Подложив под голову зеленую сумку, Павел Филиппович улегся в земляной нише, и вскоре соседи услышали его храп.

…На рассвете наши бойцы пошли в штыковую атаку. И среди воинов оказался Павел Филиппович. Он бежал, тяжело переваливаясь, увешанный сумками, с подоткнутыми за пояс полами шинели.

Когда снаряд разорвался вблизи от него, Павел Фи–липпович присел на корточки, с озлоблением поглядел на свежую воронку и поспешил дальше.





Павел Филиппович работал. Перевязав раненого, он тащил его на спине к перевязочному пункту. Лицо его багровело, он тяжело дышал. На лбу появлялись капли нота, затекая в глаза.

Но когда он разговаривал с ранеными, прежняя добродушная улыбка не покидала его лица.

Склонившись, Павел Филиппович бережно и ловко бинтовал ослабевшего бойца. И такая же добродушная, хорошая улыбка появлялась на лице раненого.

Все дальше и дальше уходили бойцы, расчищая себе путь через вражеские укрепления. Все длиннее становился маршрут Павла Филипповича от перевязочного пункта к месту боя.

Смеркалось. В темном, чадном воздухе пахло гарью и пылью. Павел Филиппович устал. Он был без шинели, ворот гимнастерки расстегнут, лицо темное, пыльное. Он потерял где–то пилотку, сбитую взрывной волной от разорвавшегося снаряда.

Но по–прежнему лицо его оставалось озабоченным. Он выглядел очень занятым человеком, немного сердитым на то, что ему мешают «нормально работать».

Уже совсем смерклось. Красноватая луна плавала в дымном небе. Воронки стали казаться глубокими черными колодцами.

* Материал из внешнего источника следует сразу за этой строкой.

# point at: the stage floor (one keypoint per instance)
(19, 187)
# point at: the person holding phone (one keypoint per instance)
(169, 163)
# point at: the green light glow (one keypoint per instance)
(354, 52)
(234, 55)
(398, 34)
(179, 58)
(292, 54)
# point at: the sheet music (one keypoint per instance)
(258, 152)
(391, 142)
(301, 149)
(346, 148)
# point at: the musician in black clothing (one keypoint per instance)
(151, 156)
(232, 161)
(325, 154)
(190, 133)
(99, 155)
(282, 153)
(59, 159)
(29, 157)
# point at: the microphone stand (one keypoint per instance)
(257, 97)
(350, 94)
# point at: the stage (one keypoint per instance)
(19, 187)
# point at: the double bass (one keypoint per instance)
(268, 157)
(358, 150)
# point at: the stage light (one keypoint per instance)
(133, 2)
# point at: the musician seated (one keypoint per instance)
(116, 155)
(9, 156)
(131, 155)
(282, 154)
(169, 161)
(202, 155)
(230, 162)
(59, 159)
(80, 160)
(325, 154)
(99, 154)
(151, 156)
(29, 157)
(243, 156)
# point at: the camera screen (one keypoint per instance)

Политрук Гостев лежал в ржавой луже воды, вытекшей из разбитого кожуха пулемета. Павел Филиппович поднял, перевязал раненого и понес его, спотыкаясь в темноте.

Канонада смолкла. Где–то с разных сторон слышалась сухая трескотня перестрелки. Павел Филиппович заблудился, не рассмотрел, в какую сторону нужно идти.

Немецкие автоматчики заметили санитара, блуждающего со своей ношей, и дали по нему несколько очередей.

Павел Филиппович упал. Когда он очнулся, плечо болело так, словно кто–то засунул в рану холодный подпилок и шаркал там. Павел Филиппович с трудом раскрыл сумку и вынул оттуда последний индивидуальный пакет.

Застонал политрук. Павел Филиппович наклонился над ним и увидел свежую кровь на голове политрука. Он поспешно смотал бинт со своего пробитого плеча и стал перевязывать голову политрука. Потом, стиснув зубы, поднялся, подхватил политрука под мышки и, шатаясь, понес его.

Голова горела, в глазах плыли алые пятна. Павел Филиппович не слышал, как немцы снова начали бить из своих автоматов. Он шел, зажмурившись от страшной боли, но не выпускал из рук раненого. Шел, пока не упал.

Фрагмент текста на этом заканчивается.